This case series appears to identify a new subtype of chronic daily headache in overweight/obese women in their fifties and sixties.
Women often experience perimenopausal changes in headache frequency, when migraines may worsen or new types of headaches begin. The following case series describes a possible new type of chronic daily headache that appears to develop in overweight/obese women around the time of menopause or after.1
The case series concerns eight women who were seen by a single neurologist at the Mayo Clinic, Jacksonville, FL over the course of one year. All the women described recent onset (within the last year) bilateral daily head pain. Pain was worse in the morning just before rising from bed, with reported intensity ranging up to 10/10. Only one out of the eight women described co-occurring migraine features. None were able to identify triggers.
The average age of onset was 57 years (two women were perimenopausal, the remainder were menopausal). Six out of the eight had a history of episodic migraine, which was either well controlled or in remission when the new headache symptoms started. Six out of the eight were either overweight or obese.
All patients had normal ophthalmic exams, with no evidence of disc edema. Trendelenburg in the 10 degree head-down tilt position precipitated immediate worsening of symptoms in all patients. MRI with or without contrast and MR venography were normal, except for small incidental venous anomalies in three patients. Lumbar puncture (LP) was performed on two patients and showed normal to low opening pressure. Both developed post-LP headaches.
LP was not deemed curative. All women showed rapid response (within 2 to7 days) with near complete resolution of symptoms when treated with acetazolamide (7 patients) or spironolactone (one patient). All experienced headache recurrence when tapering off medication, and none were able to completely taper off medication.
The case series appears to identify a new subtype of chronic daily headache in overweight/obese women in their fifties and sixties. The Trendelenburg position, an indication of increased intracranial pressure, appears to be diagnostic. While the etiology remains unknown, it could be related to cerebrospinal fluid (CSF) pressure high enough above baseline to cause headaches, but not severe enough to cause disc edema.
Why these women developed increased CSF pressure is unknown but multiple causes may have worked together to cause the condition.

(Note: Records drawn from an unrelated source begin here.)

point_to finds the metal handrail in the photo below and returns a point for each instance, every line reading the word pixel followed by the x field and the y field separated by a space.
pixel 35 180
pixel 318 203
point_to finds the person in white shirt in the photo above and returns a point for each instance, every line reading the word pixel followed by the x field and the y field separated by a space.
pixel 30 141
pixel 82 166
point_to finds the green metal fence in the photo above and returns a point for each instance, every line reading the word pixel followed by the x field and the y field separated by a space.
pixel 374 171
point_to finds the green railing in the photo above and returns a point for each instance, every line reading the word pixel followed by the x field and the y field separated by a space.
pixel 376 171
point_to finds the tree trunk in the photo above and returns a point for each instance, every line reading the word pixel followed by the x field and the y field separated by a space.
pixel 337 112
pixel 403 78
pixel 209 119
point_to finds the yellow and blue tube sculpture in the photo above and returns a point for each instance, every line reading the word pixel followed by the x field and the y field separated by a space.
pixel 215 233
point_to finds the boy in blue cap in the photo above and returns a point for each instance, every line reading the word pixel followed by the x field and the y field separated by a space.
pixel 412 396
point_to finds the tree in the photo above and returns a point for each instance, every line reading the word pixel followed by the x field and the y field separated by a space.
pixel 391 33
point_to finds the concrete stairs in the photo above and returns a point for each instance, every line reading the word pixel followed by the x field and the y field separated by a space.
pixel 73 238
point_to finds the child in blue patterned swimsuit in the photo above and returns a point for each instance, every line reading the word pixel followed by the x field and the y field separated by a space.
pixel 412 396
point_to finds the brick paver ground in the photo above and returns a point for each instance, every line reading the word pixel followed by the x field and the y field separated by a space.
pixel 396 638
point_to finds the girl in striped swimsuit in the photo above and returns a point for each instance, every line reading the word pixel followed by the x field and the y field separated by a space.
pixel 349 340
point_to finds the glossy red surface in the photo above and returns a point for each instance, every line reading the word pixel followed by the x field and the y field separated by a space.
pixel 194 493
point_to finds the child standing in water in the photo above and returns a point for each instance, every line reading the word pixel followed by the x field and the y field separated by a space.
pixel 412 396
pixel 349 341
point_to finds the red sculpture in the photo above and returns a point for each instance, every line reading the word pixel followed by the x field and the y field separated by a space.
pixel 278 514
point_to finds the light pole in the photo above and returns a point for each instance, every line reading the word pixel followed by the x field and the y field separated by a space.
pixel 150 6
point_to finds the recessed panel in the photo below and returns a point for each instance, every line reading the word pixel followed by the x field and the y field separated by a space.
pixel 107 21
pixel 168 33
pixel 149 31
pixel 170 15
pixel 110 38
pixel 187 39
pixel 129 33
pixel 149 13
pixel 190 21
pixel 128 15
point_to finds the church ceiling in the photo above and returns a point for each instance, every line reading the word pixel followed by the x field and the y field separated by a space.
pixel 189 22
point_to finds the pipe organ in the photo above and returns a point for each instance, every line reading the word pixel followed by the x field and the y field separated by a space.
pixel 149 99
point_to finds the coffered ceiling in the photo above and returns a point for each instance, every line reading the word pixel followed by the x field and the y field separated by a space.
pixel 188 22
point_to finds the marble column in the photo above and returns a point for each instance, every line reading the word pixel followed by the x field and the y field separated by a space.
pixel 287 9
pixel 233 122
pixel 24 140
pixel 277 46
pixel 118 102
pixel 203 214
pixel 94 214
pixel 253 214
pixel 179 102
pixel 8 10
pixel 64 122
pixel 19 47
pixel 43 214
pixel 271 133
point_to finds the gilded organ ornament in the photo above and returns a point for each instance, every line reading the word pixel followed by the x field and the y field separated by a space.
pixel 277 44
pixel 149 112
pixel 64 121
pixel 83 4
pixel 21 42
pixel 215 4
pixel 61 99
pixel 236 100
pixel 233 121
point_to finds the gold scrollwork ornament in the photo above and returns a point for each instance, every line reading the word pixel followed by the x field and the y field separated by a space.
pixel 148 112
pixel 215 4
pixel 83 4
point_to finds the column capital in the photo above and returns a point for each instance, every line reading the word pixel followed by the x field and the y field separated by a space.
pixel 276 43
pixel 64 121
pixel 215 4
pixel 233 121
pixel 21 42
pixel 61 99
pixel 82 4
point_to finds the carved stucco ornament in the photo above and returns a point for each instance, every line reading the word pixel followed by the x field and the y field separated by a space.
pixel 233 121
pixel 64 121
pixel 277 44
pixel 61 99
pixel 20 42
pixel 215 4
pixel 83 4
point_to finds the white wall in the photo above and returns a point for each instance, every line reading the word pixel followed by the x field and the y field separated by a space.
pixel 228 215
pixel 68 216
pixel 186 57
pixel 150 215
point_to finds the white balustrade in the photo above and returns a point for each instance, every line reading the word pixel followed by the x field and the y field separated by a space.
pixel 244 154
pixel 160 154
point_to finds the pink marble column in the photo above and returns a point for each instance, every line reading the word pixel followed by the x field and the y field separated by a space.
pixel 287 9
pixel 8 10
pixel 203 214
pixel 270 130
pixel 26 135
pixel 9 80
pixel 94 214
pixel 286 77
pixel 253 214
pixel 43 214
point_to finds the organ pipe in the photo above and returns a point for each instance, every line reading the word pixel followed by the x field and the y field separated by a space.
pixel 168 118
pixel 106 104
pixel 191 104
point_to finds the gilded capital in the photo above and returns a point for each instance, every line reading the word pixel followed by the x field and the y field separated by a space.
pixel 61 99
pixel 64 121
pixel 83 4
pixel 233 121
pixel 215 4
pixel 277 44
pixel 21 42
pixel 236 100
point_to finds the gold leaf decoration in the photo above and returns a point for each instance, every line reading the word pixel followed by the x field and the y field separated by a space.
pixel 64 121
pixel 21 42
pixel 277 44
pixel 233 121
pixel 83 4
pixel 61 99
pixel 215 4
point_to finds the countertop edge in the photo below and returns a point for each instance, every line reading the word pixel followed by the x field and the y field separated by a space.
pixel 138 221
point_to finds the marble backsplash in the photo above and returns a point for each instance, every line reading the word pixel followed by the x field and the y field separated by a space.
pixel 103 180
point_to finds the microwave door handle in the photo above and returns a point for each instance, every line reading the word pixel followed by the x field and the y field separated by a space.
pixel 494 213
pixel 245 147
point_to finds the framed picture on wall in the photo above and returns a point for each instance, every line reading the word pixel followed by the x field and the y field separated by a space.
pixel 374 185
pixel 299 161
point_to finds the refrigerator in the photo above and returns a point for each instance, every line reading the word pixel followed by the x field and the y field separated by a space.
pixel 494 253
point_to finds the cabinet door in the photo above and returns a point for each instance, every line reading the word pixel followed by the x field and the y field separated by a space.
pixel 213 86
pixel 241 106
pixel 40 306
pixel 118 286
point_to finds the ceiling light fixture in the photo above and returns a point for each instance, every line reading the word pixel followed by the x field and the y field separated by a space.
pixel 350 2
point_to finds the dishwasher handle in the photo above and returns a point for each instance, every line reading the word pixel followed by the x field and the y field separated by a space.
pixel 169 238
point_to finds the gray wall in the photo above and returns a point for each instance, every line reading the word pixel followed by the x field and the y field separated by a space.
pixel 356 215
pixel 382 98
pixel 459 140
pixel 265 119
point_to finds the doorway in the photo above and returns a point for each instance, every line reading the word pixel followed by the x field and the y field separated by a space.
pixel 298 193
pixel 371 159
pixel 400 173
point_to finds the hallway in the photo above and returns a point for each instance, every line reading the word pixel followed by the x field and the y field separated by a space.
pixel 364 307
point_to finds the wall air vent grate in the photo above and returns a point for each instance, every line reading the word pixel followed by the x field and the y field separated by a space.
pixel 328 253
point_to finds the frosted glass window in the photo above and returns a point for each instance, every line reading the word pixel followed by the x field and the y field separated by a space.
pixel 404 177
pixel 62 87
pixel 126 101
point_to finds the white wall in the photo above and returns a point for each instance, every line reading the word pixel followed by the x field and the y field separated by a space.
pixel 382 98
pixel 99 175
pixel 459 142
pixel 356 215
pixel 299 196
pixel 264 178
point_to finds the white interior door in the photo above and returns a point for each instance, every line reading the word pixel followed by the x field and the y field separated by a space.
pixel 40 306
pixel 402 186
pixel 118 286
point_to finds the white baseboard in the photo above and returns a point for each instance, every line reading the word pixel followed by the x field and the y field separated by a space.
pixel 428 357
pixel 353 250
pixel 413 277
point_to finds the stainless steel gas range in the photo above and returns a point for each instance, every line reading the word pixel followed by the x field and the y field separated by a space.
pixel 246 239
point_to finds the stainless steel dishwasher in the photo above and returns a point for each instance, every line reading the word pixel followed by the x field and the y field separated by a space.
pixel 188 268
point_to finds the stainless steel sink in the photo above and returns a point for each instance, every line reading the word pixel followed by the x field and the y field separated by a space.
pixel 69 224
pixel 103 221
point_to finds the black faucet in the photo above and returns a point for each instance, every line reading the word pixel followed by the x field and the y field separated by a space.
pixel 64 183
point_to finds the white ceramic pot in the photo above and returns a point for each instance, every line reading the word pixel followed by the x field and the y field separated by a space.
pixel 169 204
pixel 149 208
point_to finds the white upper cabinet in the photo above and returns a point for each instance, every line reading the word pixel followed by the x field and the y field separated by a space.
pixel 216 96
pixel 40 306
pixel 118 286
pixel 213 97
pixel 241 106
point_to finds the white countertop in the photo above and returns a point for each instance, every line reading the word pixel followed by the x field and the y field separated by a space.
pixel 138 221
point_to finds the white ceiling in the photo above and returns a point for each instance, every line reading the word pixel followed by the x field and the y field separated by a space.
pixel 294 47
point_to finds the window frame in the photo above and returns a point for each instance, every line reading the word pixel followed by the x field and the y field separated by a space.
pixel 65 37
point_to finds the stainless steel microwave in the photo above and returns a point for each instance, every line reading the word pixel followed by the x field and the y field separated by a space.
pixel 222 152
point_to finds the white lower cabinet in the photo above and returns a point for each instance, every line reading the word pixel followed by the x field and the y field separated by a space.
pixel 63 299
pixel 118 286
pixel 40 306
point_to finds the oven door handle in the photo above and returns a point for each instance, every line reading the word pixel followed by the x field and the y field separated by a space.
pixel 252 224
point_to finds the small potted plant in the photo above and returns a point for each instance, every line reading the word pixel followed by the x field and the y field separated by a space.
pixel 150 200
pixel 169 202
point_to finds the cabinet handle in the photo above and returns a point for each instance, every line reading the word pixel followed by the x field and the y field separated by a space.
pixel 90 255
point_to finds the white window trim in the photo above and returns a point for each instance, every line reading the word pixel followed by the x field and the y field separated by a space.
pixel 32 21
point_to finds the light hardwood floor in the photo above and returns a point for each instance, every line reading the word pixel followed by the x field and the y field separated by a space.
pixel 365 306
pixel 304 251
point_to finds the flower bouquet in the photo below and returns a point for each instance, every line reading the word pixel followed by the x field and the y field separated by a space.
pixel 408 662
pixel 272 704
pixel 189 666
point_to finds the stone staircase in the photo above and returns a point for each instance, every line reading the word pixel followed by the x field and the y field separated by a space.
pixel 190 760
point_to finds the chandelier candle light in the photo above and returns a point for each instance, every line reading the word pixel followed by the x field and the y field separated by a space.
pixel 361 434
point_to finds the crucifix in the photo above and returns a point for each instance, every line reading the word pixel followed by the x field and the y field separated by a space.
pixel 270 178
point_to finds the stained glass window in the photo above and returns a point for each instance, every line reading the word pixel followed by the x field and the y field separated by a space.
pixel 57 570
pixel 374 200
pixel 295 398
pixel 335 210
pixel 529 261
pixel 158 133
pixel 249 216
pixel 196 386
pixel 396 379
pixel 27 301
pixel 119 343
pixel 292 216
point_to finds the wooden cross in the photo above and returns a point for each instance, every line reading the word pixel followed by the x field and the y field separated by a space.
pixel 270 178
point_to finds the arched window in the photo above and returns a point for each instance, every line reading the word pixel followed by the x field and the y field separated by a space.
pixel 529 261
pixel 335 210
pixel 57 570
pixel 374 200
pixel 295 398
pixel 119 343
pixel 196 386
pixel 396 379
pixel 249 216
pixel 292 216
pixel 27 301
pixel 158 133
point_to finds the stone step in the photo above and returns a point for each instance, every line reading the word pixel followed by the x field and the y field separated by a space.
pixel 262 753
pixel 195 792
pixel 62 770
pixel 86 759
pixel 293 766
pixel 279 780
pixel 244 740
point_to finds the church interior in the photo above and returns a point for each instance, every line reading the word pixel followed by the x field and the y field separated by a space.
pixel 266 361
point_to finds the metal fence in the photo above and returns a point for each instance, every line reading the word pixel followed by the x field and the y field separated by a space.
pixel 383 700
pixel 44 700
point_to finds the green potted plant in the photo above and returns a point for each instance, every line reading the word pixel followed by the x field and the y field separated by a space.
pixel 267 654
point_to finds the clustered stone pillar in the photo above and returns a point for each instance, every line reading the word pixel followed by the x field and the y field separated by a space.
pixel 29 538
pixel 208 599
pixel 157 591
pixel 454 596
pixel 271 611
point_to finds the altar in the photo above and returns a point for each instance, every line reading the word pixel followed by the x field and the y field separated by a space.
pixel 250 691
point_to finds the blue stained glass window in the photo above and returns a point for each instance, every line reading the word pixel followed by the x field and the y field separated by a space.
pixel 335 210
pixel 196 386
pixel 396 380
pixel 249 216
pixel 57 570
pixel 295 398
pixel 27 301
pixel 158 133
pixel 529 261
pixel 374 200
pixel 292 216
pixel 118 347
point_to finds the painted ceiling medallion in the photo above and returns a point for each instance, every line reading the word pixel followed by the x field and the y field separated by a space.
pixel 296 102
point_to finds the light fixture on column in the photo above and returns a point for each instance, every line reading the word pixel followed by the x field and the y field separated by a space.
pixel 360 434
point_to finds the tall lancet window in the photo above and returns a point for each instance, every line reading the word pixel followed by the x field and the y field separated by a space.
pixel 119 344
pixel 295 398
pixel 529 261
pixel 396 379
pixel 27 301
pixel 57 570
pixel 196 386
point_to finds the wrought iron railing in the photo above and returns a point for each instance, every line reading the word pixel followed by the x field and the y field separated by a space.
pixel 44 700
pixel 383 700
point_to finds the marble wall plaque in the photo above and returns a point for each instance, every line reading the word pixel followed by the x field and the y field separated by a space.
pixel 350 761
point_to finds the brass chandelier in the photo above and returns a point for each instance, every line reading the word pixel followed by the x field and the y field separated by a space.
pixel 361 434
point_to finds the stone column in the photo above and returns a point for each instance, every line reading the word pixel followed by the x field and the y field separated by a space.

Increased BMI has been linked to elevated intracranial pressure. But weight alone may not be to blame, because not all women in this series were overweight or obese. Other contributing factors can include cerebral venous congestion, venous anomaly, and decreased estrogen levels causing cerebral venous insufficiency.
Other causes of increased CSF pressure were ruled out but include: intracranial mass lesions, venous thrombosis, vessel stenosis, jugular vein compression, decreased CSF absorption (eg, from past meningitis or intracranial hemorrhage), or increased CSF production (eg, from a choroid plexus lesion or malignant systemic hypertension).
Take Home Points
• This case series describes a possible new type of daily headache in middle-aged overweight or obese women
• Trendelenburg position appeared diagnostic, and indicated increased intracranial pressure
• All women responded well to CSF-pressure lowering medication
• The cause of increased CSF pressure was unknown; contributing factors could be increased BMI, hormonal factors, venous anomaly, and/or venous congestion
1. Rozen TD. A new subtype of chronic daily headache presenting in older women. J Women’s Health (Larchmt). 2018;27:203-208.